Sultan BAYBARS’ın ömrü kendisini köle olarak satan Bizans ve türevi olan Haçlılar ve kendisini küçük bir çocukken esir alan ailesini, akrabalarını kılıçtan geçiren Moğollarla mücadele içinde geçirmişti. Memlük hükümdarlığına oturduktan sonra da ebedi düşmanlarına karşı amansız bir mücadele vermiş ve başarılı da olmuştur. Sultan Baybars hükümdar olduktan sonra yaptığı en önemli eylemlerden birisi Moğollar tarafından öldürülen Abbasi halifesinin, soyundan bir kişiyi halife seçerek Mısır Abbasi hilafetini kurdu. Böylece Hilafetin sağladığı nüfuzla Müslümanların desteğini yanına aldı. Sultan Baybars cesur bir savaşçıdan daha fazlası olduğunu her halükarda göstermiştir. Yıkılan hilafeti kurması, iyi bir idareci olmasının yanında dinine ne kadar bağlı olduğunu da göstermiştir.

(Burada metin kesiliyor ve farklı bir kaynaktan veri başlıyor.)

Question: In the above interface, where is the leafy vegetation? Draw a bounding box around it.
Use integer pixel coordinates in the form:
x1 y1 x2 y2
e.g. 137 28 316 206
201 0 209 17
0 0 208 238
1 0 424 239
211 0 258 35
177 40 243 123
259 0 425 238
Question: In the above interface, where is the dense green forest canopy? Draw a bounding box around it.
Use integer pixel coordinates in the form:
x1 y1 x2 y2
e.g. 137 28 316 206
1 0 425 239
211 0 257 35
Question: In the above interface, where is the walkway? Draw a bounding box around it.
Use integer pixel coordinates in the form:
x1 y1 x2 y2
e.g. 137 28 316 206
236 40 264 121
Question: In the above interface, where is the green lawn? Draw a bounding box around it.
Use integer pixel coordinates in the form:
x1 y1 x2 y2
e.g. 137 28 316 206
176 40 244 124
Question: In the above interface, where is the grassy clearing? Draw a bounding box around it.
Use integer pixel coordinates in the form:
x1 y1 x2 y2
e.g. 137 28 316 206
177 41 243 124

Sultan Baybars Bizans kalelerine ölüm olup yağmakta
Sultan Baybars, zamanında kendisini köle olarak satan, Bizans ve Bizans ideolojisine karşı sağlam bir set gibi durmayı kendisine görev bilmişti. Arsuf, Hayfa, Safed, Yafa, Aşkelon ve Kayserya gibi Bizanslılarda bulunan kaleler, Sultan Baybars ve ordusu tarafından yerle bir edildi. Ancak 1263 senesinde Bizansa ait Akka kalesinde zafere nail olamadı. Sultan Baybars etrafında bulunan Bizans kalelerine sürekli olarak akınlar ve seferler düzenleyerek Bizans devletine hiç bir zaman rahat vermedi.